Los ojos, de Pablo Messiez

Hacía mucho tiempo que una puesta en escena no me llenaba de vida ni me abría los ojos de la manera como me ha ocurrido con Los ojos, obra del joven dramaturgo argentino Pablo Messiez (Buenos Aires, 1974) autor también de piezas celebradas como Muda y Ahora. El texto de Los ojos es de una inteligencia y una lucidez solo comparables con las grandes obras de la literatura. De hecho, se inspira en una novela clásica, Marianela, de Benito Pérez Galdós, pero no trata solo del tema de la ceguera, sino de ver más allá de los tópicos y de los condicionamientos que nos circundan y limitan. He de decir que Messiez es agudo, punzante, lacerante, sarcástico, pero el efecto de sus palabras en el espectador es posible gracias al magnífico trabajo actoral. Interpretada por las actrices Marianela Pensado en el papel de Nela, Fernanda Orazi en el papel de Natalia, Violeta Pérez en el papel de Chabuca y por el actor Óscar Velado en el papel de Pablo, la obra alcanza una intensidad dramática que corta la respiración y sus afirmaciones nos hace pensar en autoras de nuestros entorno literario, como la brasileña Clarice Lispector, quienes en sus textos quiebran la sintaxis, de la lengua de forma tan dolorosa, que al reponernos sentimos que hay algo distinto en nosotros.
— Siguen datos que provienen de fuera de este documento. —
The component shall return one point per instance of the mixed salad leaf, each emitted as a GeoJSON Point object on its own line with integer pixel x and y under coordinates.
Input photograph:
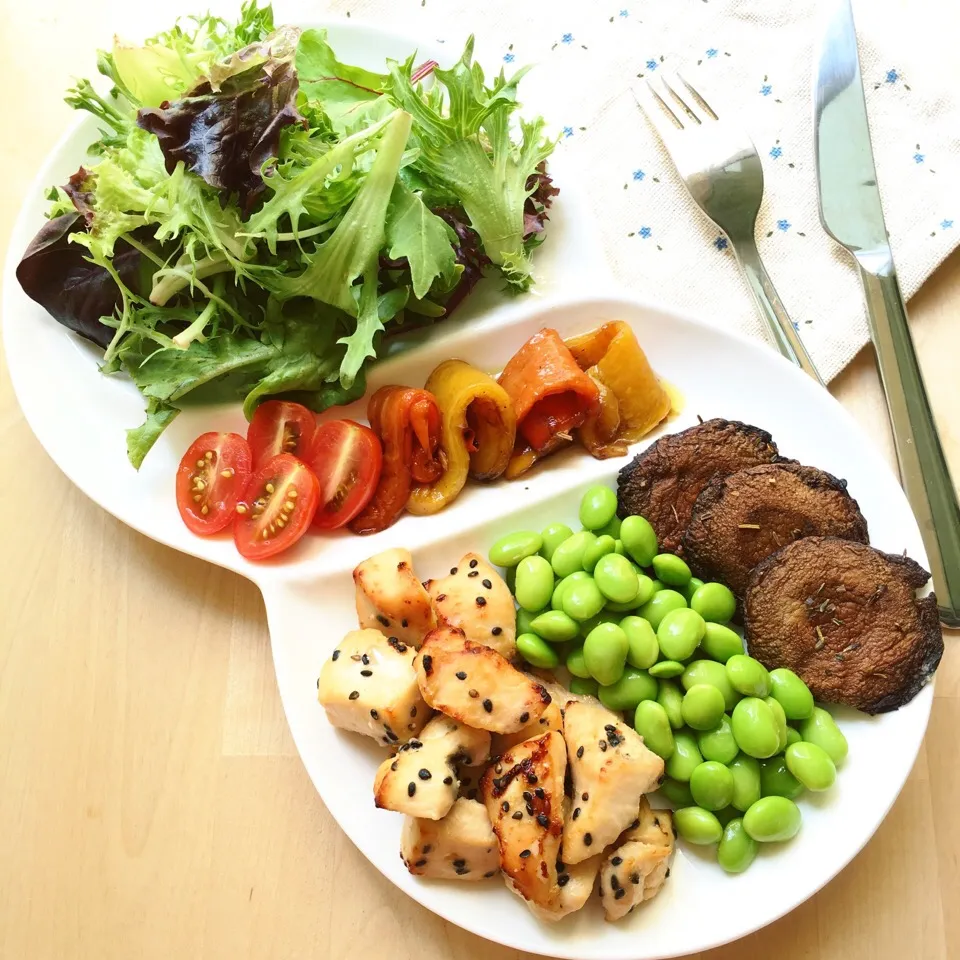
{"type": "Point", "coordinates": [257, 216]}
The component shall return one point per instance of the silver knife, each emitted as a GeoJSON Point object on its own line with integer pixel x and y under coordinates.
{"type": "Point", "coordinates": [850, 212]}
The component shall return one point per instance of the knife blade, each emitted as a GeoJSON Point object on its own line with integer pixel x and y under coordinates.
{"type": "Point", "coordinates": [851, 212]}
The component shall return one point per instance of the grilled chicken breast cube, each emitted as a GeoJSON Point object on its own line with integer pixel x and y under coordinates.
{"type": "Point", "coordinates": [636, 869]}
{"type": "Point", "coordinates": [475, 684]}
{"type": "Point", "coordinates": [391, 599]}
{"type": "Point", "coordinates": [461, 846]}
{"type": "Point", "coordinates": [457, 600]}
{"type": "Point", "coordinates": [611, 771]}
{"type": "Point", "coordinates": [421, 780]}
{"type": "Point", "coordinates": [523, 793]}
{"type": "Point", "coordinates": [369, 686]}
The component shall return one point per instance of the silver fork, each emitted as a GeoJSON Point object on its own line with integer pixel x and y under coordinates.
{"type": "Point", "coordinates": [721, 168]}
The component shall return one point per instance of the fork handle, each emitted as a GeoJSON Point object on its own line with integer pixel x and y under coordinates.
{"type": "Point", "coordinates": [771, 308]}
{"type": "Point", "coordinates": [923, 467]}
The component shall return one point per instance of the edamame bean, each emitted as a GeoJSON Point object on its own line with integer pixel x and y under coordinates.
{"type": "Point", "coordinates": [714, 602]}
{"type": "Point", "coordinates": [791, 693]}
{"type": "Point", "coordinates": [585, 686]}
{"type": "Point", "coordinates": [671, 699]}
{"type": "Point", "coordinates": [552, 535]}
{"type": "Point", "coordinates": [685, 757]}
{"type": "Point", "coordinates": [605, 653]}
{"type": "Point", "coordinates": [781, 720]}
{"type": "Point", "coordinates": [534, 586]}
{"type": "Point", "coordinates": [702, 707]}
{"type": "Point", "coordinates": [583, 599]}
{"type": "Point", "coordinates": [676, 792]}
{"type": "Point", "coordinates": [633, 686]}
{"type": "Point", "coordinates": [746, 781]}
{"type": "Point", "coordinates": [568, 557]}
{"type": "Point", "coordinates": [639, 540]}
{"type": "Point", "coordinates": [598, 507]}
{"type": "Point", "coordinates": [697, 825]}
{"type": "Point", "coordinates": [711, 784]}
{"type": "Point", "coordinates": [737, 849]}
{"type": "Point", "coordinates": [811, 765]}
{"type": "Point", "coordinates": [772, 819]}
{"type": "Point", "coordinates": [720, 642]}
{"type": "Point", "coordinates": [755, 728]}
{"type": "Point", "coordinates": [536, 652]}
{"type": "Point", "coordinates": [651, 722]}
{"type": "Point", "coordinates": [820, 728]}
{"type": "Point", "coordinates": [555, 626]}
{"type": "Point", "coordinates": [679, 632]}
{"type": "Point", "coordinates": [748, 676]}
{"type": "Point", "coordinates": [713, 673]}
{"type": "Point", "coordinates": [666, 669]}
{"type": "Point", "coordinates": [510, 549]}
{"type": "Point", "coordinates": [662, 602]}
{"type": "Point", "coordinates": [600, 547]}
{"type": "Point", "coordinates": [777, 781]}
{"type": "Point", "coordinates": [719, 744]}
{"type": "Point", "coordinates": [644, 649]}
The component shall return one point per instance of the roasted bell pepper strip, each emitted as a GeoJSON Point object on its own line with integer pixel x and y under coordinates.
{"type": "Point", "coordinates": [479, 428]}
{"type": "Point", "coordinates": [551, 394]}
{"type": "Point", "coordinates": [408, 423]}
{"type": "Point", "coordinates": [615, 358]}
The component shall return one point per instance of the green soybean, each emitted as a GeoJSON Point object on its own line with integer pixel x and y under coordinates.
{"type": "Point", "coordinates": [510, 549]}
{"type": "Point", "coordinates": [737, 849]}
{"type": "Point", "coordinates": [755, 727]}
{"type": "Point", "coordinates": [670, 697]}
{"type": "Point", "coordinates": [555, 626]}
{"type": "Point", "coordinates": [633, 686]}
{"type": "Point", "coordinates": [605, 653]}
{"type": "Point", "coordinates": [711, 784]}
{"type": "Point", "coordinates": [772, 819]}
{"type": "Point", "coordinates": [677, 792]}
{"type": "Point", "coordinates": [552, 536]}
{"type": "Point", "coordinates": [746, 781]}
{"type": "Point", "coordinates": [791, 693]}
{"type": "Point", "coordinates": [665, 669]}
{"type": "Point", "coordinates": [639, 540]}
{"type": "Point", "coordinates": [643, 647]}
{"type": "Point", "coordinates": [714, 602]}
{"type": "Point", "coordinates": [719, 743]}
{"type": "Point", "coordinates": [662, 602]}
{"type": "Point", "coordinates": [820, 728]}
{"type": "Point", "coordinates": [811, 765]}
{"type": "Point", "coordinates": [720, 642]}
{"type": "Point", "coordinates": [685, 757]}
{"type": "Point", "coordinates": [697, 825]}
{"type": "Point", "coordinates": [536, 652]}
{"type": "Point", "coordinates": [748, 676]}
{"type": "Point", "coordinates": [713, 673]}
{"type": "Point", "coordinates": [600, 547]}
{"type": "Point", "coordinates": [777, 781]}
{"type": "Point", "coordinates": [598, 507]}
{"type": "Point", "coordinates": [568, 557]}
{"type": "Point", "coordinates": [651, 722]}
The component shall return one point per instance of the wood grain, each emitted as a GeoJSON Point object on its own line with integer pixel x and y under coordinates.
{"type": "Point", "coordinates": [152, 803]}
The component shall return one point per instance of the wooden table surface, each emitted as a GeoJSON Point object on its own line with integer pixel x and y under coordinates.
{"type": "Point", "coordinates": [152, 804]}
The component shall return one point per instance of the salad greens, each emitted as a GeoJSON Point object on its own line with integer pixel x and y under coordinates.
{"type": "Point", "coordinates": [257, 216]}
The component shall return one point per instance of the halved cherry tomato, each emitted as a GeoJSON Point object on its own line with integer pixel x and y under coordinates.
{"type": "Point", "coordinates": [210, 480]}
{"type": "Point", "coordinates": [280, 427]}
{"type": "Point", "coordinates": [277, 507]}
{"type": "Point", "coordinates": [346, 459]}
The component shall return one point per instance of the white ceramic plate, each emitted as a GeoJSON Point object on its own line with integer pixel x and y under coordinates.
{"type": "Point", "coordinates": [80, 417]}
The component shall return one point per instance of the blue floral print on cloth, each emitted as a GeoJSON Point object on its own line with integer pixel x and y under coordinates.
{"type": "Point", "coordinates": [751, 59]}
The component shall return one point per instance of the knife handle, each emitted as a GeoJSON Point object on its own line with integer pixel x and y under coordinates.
{"type": "Point", "coordinates": [923, 468]}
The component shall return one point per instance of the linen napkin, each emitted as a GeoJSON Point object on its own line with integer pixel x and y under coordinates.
{"type": "Point", "coordinates": [752, 59]}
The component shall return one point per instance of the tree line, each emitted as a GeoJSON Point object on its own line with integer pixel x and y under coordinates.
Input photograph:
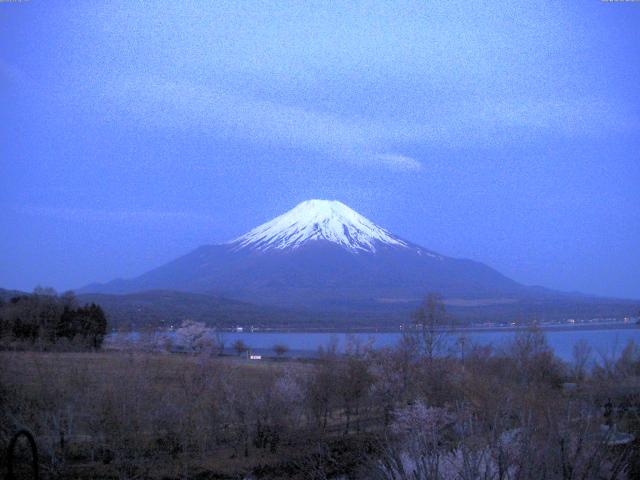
{"type": "Point", "coordinates": [48, 320]}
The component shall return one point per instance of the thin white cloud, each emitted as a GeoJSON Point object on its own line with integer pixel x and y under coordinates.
{"type": "Point", "coordinates": [213, 111]}
{"type": "Point", "coordinates": [367, 142]}
{"type": "Point", "coordinates": [399, 162]}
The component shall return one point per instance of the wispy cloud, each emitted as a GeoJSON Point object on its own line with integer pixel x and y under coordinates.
{"type": "Point", "coordinates": [214, 111]}
{"type": "Point", "coordinates": [399, 162]}
{"type": "Point", "coordinates": [363, 141]}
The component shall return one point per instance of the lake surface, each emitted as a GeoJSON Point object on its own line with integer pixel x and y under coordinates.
{"type": "Point", "coordinates": [605, 342]}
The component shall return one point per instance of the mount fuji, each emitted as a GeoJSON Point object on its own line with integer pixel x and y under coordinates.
{"type": "Point", "coordinates": [322, 254]}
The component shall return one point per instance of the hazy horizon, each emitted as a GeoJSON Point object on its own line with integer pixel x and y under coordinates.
{"type": "Point", "coordinates": [508, 133]}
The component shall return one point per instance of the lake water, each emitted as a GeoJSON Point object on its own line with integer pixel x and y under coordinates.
{"type": "Point", "coordinates": [609, 342]}
{"type": "Point", "coordinates": [604, 342]}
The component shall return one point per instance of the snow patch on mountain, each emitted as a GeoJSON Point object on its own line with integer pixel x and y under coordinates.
{"type": "Point", "coordinates": [310, 220]}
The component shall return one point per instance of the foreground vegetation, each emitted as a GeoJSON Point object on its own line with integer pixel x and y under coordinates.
{"type": "Point", "coordinates": [45, 320]}
{"type": "Point", "coordinates": [387, 414]}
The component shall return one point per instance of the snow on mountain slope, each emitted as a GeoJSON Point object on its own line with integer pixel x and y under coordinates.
{"type": "Point", "coordinates": [328, 220]}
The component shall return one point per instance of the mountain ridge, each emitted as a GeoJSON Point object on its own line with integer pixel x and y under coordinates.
{"type": "Point", "coordinates": [323, 256]}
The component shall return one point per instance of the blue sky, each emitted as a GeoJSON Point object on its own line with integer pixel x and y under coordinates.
{"type": "Point", "coordinates": [506, 132]}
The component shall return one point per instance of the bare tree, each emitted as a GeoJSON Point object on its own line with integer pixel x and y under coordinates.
{"type": "Point", "coordinates": [280, 349]}
{"type": "Point", "coordinates": [581, 358]}
{"type": "Point", "coordinates": [429, 335]}
{"type": "Point", "coordinates": [240, 347]}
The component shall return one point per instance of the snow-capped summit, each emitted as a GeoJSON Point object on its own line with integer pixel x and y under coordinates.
{"type": "Point", "coordinates": [311, 220]}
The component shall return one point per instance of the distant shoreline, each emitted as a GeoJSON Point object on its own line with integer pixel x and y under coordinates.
{"type": "Point", "coordinates": [471, 329]}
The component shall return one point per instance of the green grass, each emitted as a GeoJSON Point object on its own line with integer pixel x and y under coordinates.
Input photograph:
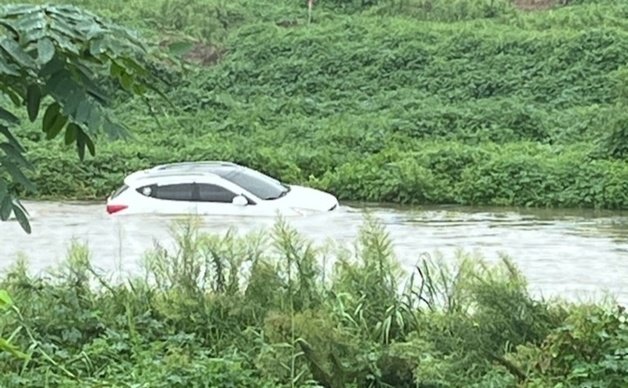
{"type": "Point", "coordinates": [264, 310]}
{"type": "Point", "coordinates": [405, 101]}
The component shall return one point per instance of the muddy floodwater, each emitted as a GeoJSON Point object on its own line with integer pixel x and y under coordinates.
{"type": "Point", "coordinates": [576, 255]}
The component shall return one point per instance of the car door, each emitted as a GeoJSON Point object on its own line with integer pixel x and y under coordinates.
{"type": "Point", "coordinates": [212, 198]}
{"type": "Point", "coordinates": [171, 197]}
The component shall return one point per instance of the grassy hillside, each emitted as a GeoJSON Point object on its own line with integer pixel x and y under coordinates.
{"type": "Point", "coordinates": [409, 101]}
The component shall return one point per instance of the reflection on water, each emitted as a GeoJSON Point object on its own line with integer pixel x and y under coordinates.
{"type": "Point", "coordinates": [562, 252]}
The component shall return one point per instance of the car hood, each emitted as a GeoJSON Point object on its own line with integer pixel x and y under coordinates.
{"type": "Point", "coordinates": [306, 198]}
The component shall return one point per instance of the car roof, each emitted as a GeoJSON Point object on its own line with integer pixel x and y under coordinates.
{"type": "Point", "coordinates": [183, 169]}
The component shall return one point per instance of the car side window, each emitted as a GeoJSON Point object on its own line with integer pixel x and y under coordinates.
{"type": "Point", "coordinates": [176, 192]}
{"type": "Point", "coordinates": [214, 193]}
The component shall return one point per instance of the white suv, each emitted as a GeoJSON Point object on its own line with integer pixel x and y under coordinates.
{"type": "Point", "coordinates": [214, 187]}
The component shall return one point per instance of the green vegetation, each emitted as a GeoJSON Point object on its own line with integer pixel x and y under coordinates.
{"type": "Point", "coordinates": [272, 309]}
{"type": "Point", "coordinates": [411, 101]}
{"type": "Point", "coordinates": [57, 55]}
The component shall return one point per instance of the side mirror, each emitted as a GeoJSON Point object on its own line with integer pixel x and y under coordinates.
{"type": "Point", "coordinates": [240, 200]}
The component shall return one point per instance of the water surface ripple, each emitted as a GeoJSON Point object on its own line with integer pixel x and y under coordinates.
{"type": "Point", "coordinates": [572, 254]}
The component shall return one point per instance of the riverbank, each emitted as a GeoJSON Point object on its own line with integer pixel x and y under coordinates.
{"type": "Point", "coordinates": [294, 322]}
{"type": "Point", "coordinates": [475, 105]}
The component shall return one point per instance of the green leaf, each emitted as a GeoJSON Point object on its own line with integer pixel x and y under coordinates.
{"type": "Point", "coordinates": [33, 100]}
{"type": "Point", "coordinates": [5, 300]}
{"type": "Point", "coordinates": [80, 144]}
{"type": "Point", "coordinates": [6, 206]}
{"type": "Point", "coordinates": [16, 52]}
{"type": "Point", "coordinates": [13, 153]}
{"type": "Point", "coordinates": [7, 347]}
{"type": "Point", "coordinates": [12, 140]}
{"type": "Point", "coordinates": [17, 174]}
{"type": "Point", "coordinates": [21, 216]}
{"type": "Point", "coordinates": [45, 51]}
{"type": "Point", "coordinates": [180, 48]}
{"type": "Point", "coordinates": [71, 132]}
{"type": "Point", "coordinates": [53, 120]}
{"type": "Point", "coordinates": [8, 117]}
{"type": "Point", "coordinates": [90, 145]}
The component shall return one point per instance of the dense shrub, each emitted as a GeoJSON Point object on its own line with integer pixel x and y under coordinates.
{"type": "Point", "coordinates": [515, 109]}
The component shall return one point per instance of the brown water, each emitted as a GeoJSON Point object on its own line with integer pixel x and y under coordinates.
{"type": "Point", "coordinates": [572, 254]}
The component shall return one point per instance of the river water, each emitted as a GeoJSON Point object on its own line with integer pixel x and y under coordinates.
{"type": "Point", "coordinates": [577, 255]}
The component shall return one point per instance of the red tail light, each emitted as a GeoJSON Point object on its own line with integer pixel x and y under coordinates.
{"type": "Point", "coordinates": [115, 208]}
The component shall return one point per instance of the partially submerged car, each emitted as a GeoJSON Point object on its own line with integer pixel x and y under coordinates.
{"type": "Point", "coordinates": [214, 188]}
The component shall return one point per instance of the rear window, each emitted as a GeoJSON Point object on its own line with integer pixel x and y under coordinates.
{"type": "Point", "coordinates": [121, 190]}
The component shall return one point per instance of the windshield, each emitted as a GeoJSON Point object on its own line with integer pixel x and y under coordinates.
{"type": "Point", "coordinates": [258, 184]}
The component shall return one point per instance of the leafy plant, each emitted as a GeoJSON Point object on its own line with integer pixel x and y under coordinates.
{"type": "Point", "coordinates": [52, 59]}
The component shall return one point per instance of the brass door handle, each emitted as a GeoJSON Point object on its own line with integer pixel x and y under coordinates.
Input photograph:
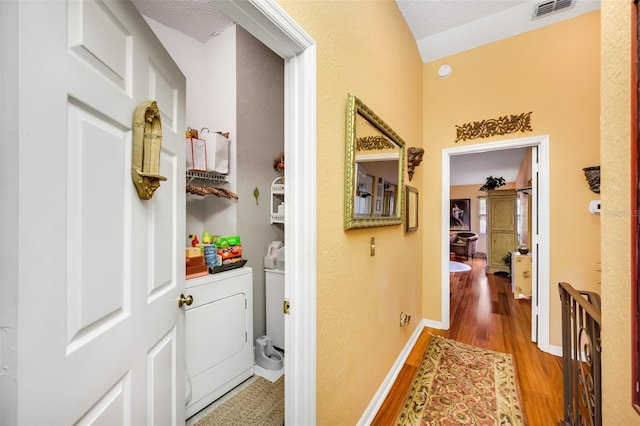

¿Qué significa ver, si apenas vemos, si la verdad estamos ciegos de lo que no vemos ni conocemos? Pablo no conoce la diferencia entre la oscuridad y la luz, no tiene la noción de los colores, pero sabe y aprende a través de los sentidos. Nela ama a esa criatura que depende de ella y ser su Lazarillo se convierte en la única razón de vivir. Pero no quiere que Pablo vea. Prefiere morir antes que arriesgarse a que no la ame cuando la vea. Chabuca es una suerte de chamán que cura con canciones y que va a la provincia apartada en busca de tranquilidad. Con Nela se da cuenta de que tampoco es posible la paz tan anhelada, porque el arrebato de los sentimientos también allí es de naturaleza salvaje. Pablo no se había planteado ver hasta que aparece Chabuca y le explica que es capaz de curar con canciones. Nela encarna a los seres simples que no se plantean cambiar la realidad y que se angustian cuando algo se mueve y remueve las bases sobre las que creen se sostiene la existencia. Por el contrario, Natalia desmonta los tópicos sobre nuestro estar en el mundo, las frases hechas, las consignas vacías, o falsas, en las que nos apoyamos para evitar preguntas esenciales como, qué hacemos en este mundo y que significa “esto”.
Conceptos como patria, arraigo, pertenencia a una tierra, familia, etc., poco valen a la hora de apaciguar la angustia, el temor a la muerte, la cercanía del abismo. Lo que sí tiene sentido, ante la inevitable y desgarradora soledad del ser humano en el mundo contemporáneo, de la que Walter Benjamin nos hace conscientes, es el amor. Solo se arraiga en el otro que nos ama y que amamos. Esta verdad justifica la muerte de Nela sin Pablo, a la vez, que la muerte de Nela justifica la fuga de Natalia hacia la nada, ese salto al vacío que es el viaje, la búsqueda del lugar donde podemos ser. Enfrentada a la nada, la actriz sostiene la mirada ante los espectadores a quienes lanza la pregunta sobre el sentido de la vida. En esos segundos en que Natalia está sola en el escenario, sentimos el poder del arte para quitarnos la venda de los ojos y remover recónditos temores, en una suerte de exorcismo que renueva nuestras energías y aumenta las posibilidades de felicidad, aunque ver más allá nos cause dolor y sufrimiento. Ante esta verdad, es un consuelo la ironía, ejercicio máximo de la inteligencia de la que esta obra es una muestra excepcional.